Ritiene che Berdini potesse lasciare con maggiore eleganza, magari non puntando su stadio e cemento?

“Vede, Berdini ha sbagliato le mosse all’inizio e non adesso. Avrebbe dovuto già lanciare il sasso nello stagno e dire che stava accadendo qualcosa nel Movimento 5 Stelle che andava contro le idee del Movimento stesso; che ha natura ecologica e che ha sempre detto di essere contro i palazzinari e che in quel momento stava prendendo una posizione molto diversa da quella espressa nei programmi elettorali e politici. Dunque, a mio parere, l’errore di Berdini non è adesso nel dire me ne vado sbattendo la porta perché state facendo una porcata, ma nel metterla sul piano personale prima, parlando di relazioni fra persone. Avrebbe dovuto ventilare prima la sua preoccupazione, farla emergere subito e allora ne sarebbe uscito per quel che è, ovvero una persona seria e preparata nel suo settore, e avrebbe messo in seria difficoltà il Movimento 5 Stelle. Ora ha perso credibilità e dunque questa sua ultima decisione è solo l’epilogo di una vicenda che mai sarebbe dovuta iniziare così. Le sue dimissioni dovevano arrivare prima, al momento di rendersi conto, come dice ora, che il Movimento si stava piegando ad interessi che sono quelli tradizionali della politica”.

Che pensa della questione Di Maio relativa ai giornali e agli articoli usciti in questi giorni?

“I giornali hanno fatto un ottimo servizio a Di Maio, riportando notizie che poi sono state puntualmente smentite, per cui oggi stiamo a parlare di fake news e non della decisione che, con ogni probabilità, il Movimento a Roma prenderà relativamente allo Stadio. Si sposta l’attenzione su questioni del tutto marginali, la patata bollente da una parte e le notizie su Marra e la posizione di Di Maio dall’altra. Il problema, al fondo, è un altro”.

Si spieghi meglio.

“Il problema è un Movimento 5 Stelle che sta dimostrando una totale incapacità e i giornali lo stanno aiutando, spostando l’attenzione su temi, tutto sommato, di secondaria importanza e sulla valutazione dei quali non si va molto al di là del gossip. Mentre si perdono di vista i problemi reali, come le grandi lacerazioni interne e la mancanza di una linea politica dopo la morte di Casaleggio. Grazie ai giornali il Movimento 5 Stelle è al centro dell’attenzione tutti i giorni, altrimenti chi ne parlerebbe? Nessuno”.

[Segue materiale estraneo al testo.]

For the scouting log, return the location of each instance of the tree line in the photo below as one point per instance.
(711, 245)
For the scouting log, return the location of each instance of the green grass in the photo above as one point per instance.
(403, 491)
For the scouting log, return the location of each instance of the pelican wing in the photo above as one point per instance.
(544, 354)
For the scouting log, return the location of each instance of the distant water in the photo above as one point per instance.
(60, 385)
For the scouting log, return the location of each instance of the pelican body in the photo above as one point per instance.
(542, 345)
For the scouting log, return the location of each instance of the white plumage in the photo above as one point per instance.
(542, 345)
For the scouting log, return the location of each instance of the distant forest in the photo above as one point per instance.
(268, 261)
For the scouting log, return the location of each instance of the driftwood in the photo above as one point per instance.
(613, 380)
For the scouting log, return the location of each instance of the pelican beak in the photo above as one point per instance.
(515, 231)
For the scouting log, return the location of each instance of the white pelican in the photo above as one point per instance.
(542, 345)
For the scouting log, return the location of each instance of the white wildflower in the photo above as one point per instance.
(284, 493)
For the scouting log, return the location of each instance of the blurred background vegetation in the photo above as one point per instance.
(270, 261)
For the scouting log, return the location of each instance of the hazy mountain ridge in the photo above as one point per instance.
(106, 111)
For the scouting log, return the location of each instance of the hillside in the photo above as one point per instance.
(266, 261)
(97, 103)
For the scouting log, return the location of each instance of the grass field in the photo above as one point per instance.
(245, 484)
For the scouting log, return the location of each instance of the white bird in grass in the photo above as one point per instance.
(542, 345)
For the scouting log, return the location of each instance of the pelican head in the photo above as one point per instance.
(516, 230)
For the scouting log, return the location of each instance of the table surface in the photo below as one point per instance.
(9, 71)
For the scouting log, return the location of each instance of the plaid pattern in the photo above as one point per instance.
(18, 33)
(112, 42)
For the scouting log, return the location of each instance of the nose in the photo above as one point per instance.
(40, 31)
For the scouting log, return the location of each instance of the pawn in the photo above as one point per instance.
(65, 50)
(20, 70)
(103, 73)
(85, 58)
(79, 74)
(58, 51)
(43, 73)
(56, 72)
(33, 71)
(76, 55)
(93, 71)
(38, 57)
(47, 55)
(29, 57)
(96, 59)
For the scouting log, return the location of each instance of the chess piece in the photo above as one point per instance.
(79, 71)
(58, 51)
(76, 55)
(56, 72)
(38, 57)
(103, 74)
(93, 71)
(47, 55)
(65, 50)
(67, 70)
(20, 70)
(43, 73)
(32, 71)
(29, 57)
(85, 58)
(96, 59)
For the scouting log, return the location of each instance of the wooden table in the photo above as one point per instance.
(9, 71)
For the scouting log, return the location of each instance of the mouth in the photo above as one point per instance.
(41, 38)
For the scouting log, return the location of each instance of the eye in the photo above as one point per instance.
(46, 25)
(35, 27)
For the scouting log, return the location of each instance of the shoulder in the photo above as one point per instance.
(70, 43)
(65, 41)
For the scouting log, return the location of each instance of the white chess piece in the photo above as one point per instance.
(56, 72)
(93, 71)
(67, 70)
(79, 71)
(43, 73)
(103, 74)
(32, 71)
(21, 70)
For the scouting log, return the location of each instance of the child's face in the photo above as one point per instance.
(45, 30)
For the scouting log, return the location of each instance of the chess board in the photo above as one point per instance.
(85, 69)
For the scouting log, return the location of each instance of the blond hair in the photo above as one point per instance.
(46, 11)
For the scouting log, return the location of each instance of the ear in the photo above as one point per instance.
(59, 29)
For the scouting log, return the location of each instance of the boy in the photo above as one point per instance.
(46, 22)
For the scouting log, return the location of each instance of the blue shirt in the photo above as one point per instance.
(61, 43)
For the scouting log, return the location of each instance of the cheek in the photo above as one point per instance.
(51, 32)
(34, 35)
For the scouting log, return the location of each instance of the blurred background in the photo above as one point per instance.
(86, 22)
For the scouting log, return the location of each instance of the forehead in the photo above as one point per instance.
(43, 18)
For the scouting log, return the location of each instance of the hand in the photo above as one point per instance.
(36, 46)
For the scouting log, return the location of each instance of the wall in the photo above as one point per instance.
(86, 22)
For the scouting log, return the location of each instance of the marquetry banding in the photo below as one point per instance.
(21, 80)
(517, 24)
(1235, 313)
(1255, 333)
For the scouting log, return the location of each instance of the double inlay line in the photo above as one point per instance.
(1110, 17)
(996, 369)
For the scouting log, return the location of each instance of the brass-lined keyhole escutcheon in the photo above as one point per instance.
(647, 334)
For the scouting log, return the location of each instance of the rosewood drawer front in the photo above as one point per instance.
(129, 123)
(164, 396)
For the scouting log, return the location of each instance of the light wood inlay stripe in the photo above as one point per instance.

Ora è caccia al sostituto di Berdini: chi sarà?

“Io credo che la Raggi, che ancora non ha sostituito Berdini, non sappia chi metterci. Mi scusi, ma chi è che si andrebbe a mettere in una giunta del genere dalla quale molte delle persone valide se ne sono già andate? C’è paura, preoccupazione. Secondo me la Raggi si è data da fare per trovare un sostituto, ma non l’ha trovato. Del resto, sullo Stadio io penso di sapere già cosa accadrà: faranno intendere che le cose sono cambiate, che c’è stata una trattativa con chi vuole costruirlo e che si è addivenuti ad un compromesso. Che ora è accettabile mentre prima non andava bene. E il dato che emerge è che il Movimento 5 Stelle non ha mai torto, qualsiasi cosa accada. Ma la domanda da farsi è se gli italiani che dicono di votare ancora per il Movimento, fanno questa scelta perché ci credono o semplicemente perché non c’è un’alternativa. Se guardando la situazione del Pd e del centrodestra lei mi chiedesse cosa voto a Genova per il Sindaco, direi, non avendo alternative, o voto M5S o non vado a votare. Per cui il loro consenso aumenterà e vinceranno le elezioni, probabilmente andranno anche a governare, ma non perché hanno delle capacità bensì perché gli altri sono una manica di incapaci”.